Lo sguardo di Silvia Stucky è analitico e vagabondo. Mette in scena con sicurezza e con grande attenzione  i più minuti particolari.
Francesca Gallo notando che la camera di Silvia è quasi sempre fissa, mette in forza il suo atteggiamento di accoglienza. È un’artista discreta, la sua poetica è di adeguarsi e di compenetrarsi. È distante dallo spettacolare, dice Cesare Sarzini in uno suo testo introduttivo ad una mostra di Silvia a Roma nello spazio di Alessandra e Francesco Pezzini.
Silvia è più testimone che inventore.
Gli eventi hanno una dimensione corale, il linguaggio è dimesso, spoglio, asciutto ma capace di slanci e ascensioni. Colpisce la sua capacità di raggiungere un’altissima temperatura emotiva con un’assoluta semplicità.
La sua impronta civile è vicina a un atto rivoluzionario in quanto rompe con quanto ancora tenta di risaldare il conformismo, la male intesa tradizione conservatrice, e pone le premesse di un nuovo discorso. Un itinerario spirituale rigoroso.
È nei tempi di disastro che si afferma la superiorità delle forme infinitamente piccole ed econome. Solo il non ancora nato resiste alla durata, come la spora, il seme o l’uovo che rimangono lì, sotto i corpi pesanti degli adulti, nell’apparenza della morte, fino alla loro riabilitazione.
“La non violenza è la più alta qualità del corpo e si  raggiunge con la pratica.” Gandhi.

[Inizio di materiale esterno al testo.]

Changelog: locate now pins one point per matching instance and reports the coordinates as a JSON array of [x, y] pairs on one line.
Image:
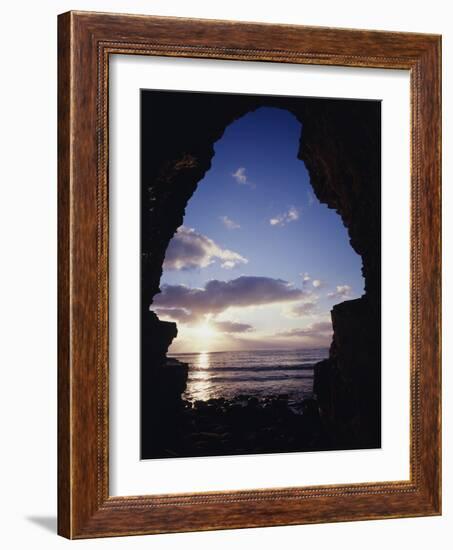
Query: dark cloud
[[191, 250], [174, 313], [232, 327], [217, 296]]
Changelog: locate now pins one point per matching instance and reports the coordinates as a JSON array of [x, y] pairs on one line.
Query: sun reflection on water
[[201, 387]]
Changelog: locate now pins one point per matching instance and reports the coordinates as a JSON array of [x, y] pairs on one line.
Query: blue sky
[[279, 257]]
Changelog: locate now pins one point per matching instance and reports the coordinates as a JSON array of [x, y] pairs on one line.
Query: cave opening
[[255, 268], [184, 267]]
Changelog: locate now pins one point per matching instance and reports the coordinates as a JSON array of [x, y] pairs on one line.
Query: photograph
[[260, 274]]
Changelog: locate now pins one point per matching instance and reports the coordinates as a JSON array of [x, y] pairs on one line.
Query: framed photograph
[[249, 275]]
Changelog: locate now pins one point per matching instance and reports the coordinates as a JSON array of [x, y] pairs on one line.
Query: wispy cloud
[[308, 281], [341, 291], [191, 250], [232, 327], [229, 223], [316, 334], [192, 304], [304, 309], [241, 177], [287, 217]]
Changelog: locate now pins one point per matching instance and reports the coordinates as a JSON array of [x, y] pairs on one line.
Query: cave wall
[[340, 145]]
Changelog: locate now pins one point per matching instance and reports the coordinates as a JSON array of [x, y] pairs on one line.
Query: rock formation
[[340, 145]]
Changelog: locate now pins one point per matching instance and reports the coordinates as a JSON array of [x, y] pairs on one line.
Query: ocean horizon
[[257, 373]]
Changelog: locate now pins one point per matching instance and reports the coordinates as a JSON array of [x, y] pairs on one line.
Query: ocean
[[230, 374]]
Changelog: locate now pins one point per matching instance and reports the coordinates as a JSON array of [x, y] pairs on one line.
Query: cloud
[[232, 327], [191, 250], [174, 314], [341, 291], [316, 283], [287, 217], [317, 334], [218, 296], [229, 223], [241, 177], [304, 309]]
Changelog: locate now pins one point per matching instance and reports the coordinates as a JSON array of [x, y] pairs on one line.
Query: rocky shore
[[243, 425]]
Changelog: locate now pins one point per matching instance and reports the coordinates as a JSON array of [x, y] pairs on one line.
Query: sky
[[258, 262]]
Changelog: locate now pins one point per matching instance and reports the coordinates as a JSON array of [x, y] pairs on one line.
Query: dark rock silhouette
[[340, 145]]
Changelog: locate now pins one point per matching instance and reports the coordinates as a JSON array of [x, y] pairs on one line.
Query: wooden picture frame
[[85, 41]]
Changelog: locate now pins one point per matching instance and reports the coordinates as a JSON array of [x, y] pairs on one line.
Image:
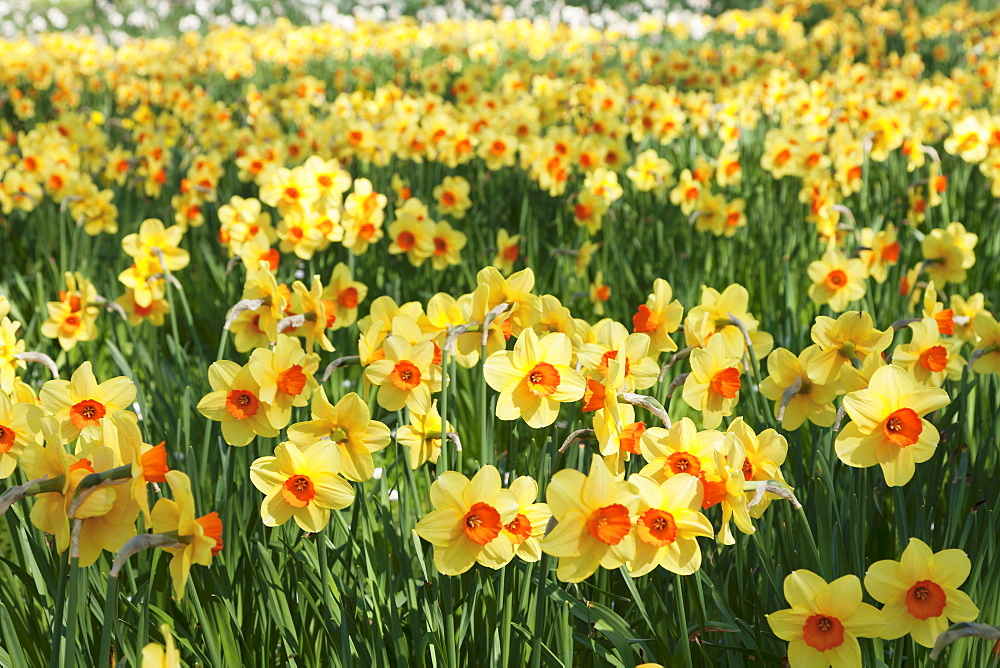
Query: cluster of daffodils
[[90, 469], [920, 598]]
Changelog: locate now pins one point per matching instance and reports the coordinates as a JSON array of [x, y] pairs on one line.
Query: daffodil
[[825, 621], [235, 402], [347, 424], [534, 378], [201, 536], [668, 524], [468, 520], [301, 483], [81, 402], [595, 515], [888, 427], [920, 592]]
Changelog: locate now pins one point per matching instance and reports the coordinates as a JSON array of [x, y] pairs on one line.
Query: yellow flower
[[344, 293], [452, 197], [20, 426], [595, 515], [80, 402], [285, 376], [406, 376], [825, 621], [928, 357], [508, 251], [713, 386], [920, 592], [888, 428], [468, 520], [813, 400], [202, 536], [235, 402], [525, 531], [948, 253], [301, 483], [849, 338], [668, 522], [349, 425], [534, 378], [10, 347], [659, 317], [837, 280], [155, 655], [988, 348], [448, 244]]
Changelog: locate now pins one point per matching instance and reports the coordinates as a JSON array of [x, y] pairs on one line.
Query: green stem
[[110, 621], [69, 655], [682, 611], [57, 620]]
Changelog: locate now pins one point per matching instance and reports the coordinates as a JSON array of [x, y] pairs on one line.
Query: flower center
[[242, 404], [726, 382], [348, 297], [520, 528], [7, 436], [405, 375], [610, 524], [836, 279], [822, 632], [644, 321], [926, 599], [657, 527], [683, 462], [543, 379], [298, 491], [903, 427], [934, 359], [405, 240], [292, 381], [86, 413], [482, 523]]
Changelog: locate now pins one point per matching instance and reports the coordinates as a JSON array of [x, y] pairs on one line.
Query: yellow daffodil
[[301, 483], [888, 428], [668, 523], [595, 515], [920, 592], [534, 378], [825, 621], [468, 520]]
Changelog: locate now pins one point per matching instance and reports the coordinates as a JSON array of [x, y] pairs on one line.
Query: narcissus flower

Fabbricare delle micro resistenze fa muovere le cose. “La vita filosofica si conduce fra sé e sé – dice Michel Onfray – nel silenzio delle promesse che ciascuno può e deve farsi”. Essere nell’energia del dono e della spartizione. Sentirsi spinto a fare, perché  appare visceralmente impossibile essere diversamente. Qualche cosa che può rassomigliare all’orgoglio.

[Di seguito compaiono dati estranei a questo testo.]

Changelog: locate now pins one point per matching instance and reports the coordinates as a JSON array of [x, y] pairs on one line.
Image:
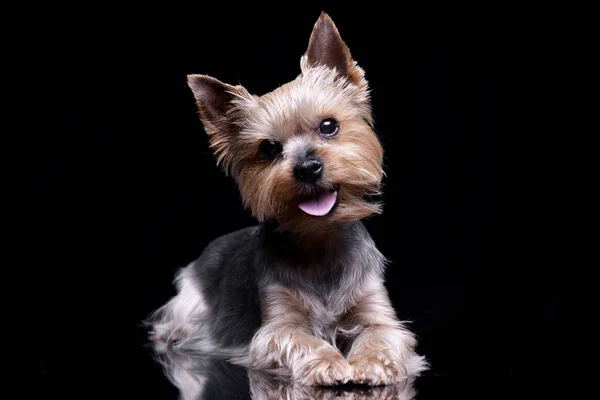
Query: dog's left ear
[[326, 47]]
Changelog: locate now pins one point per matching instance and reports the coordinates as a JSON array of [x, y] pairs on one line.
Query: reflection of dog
[[303, 292], [199, 378]]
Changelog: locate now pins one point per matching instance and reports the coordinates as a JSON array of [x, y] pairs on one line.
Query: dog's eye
[[328, 127], [270, 150]]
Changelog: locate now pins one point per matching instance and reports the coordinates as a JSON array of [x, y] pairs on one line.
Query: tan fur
[[265, 387], [300, 327], [383, 353], [292, 340], [291, 114]]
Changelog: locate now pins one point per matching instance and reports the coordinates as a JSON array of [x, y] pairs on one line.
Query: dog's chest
[[326, 310]]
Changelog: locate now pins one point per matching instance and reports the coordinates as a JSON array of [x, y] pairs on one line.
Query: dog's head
[[304, 154]]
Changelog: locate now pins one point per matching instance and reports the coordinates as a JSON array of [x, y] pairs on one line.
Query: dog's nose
[[309, 170]]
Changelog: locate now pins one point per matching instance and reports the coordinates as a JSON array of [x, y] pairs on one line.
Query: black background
[[121, 188]]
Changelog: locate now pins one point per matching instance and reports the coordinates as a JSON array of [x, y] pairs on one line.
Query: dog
[[302, 293]]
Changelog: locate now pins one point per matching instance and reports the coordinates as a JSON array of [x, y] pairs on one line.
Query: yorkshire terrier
[[302, 293]]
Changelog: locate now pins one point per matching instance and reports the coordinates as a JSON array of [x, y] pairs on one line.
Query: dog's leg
[[283, 343], [383, 352]]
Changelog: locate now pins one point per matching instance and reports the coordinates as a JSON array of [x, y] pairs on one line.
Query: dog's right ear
[[215, 101]]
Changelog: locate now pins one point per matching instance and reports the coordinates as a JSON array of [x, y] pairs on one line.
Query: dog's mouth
[[320, 203]]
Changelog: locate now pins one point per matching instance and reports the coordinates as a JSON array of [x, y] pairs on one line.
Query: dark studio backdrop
[[122, 189]]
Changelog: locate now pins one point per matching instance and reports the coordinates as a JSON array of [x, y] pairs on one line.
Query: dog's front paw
[[377, 368], [324, 369]]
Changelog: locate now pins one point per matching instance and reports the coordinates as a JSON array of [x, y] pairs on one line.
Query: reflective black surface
[[196, 379], [118, 188]]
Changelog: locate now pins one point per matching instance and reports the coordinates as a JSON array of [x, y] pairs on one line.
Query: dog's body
[[302, 293]]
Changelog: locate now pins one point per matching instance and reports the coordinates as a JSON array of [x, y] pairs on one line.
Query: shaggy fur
[[298, 295]]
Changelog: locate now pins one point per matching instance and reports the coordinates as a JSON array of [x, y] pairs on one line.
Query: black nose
[[309, 170]]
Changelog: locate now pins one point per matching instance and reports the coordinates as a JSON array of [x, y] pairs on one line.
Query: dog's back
[[217, 304]]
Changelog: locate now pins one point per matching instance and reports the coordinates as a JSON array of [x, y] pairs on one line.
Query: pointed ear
[[326, 47], [214, 99]]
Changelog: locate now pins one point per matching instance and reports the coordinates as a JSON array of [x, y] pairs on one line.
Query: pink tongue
[[319, 205]]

Non si può essere felici in una vita dove la necessità è assoluta anche se questo può per un tempo scongiurare la malinconia. L’amicizia con il mondo. Tenersi all’ordine del mondo e consentire a ciò perchè esistiamo. Ritirarsi dal mondo per esservi  più vicino, nel suo epicentro per sapere ciò che ci costituisce. Un corpo pensato.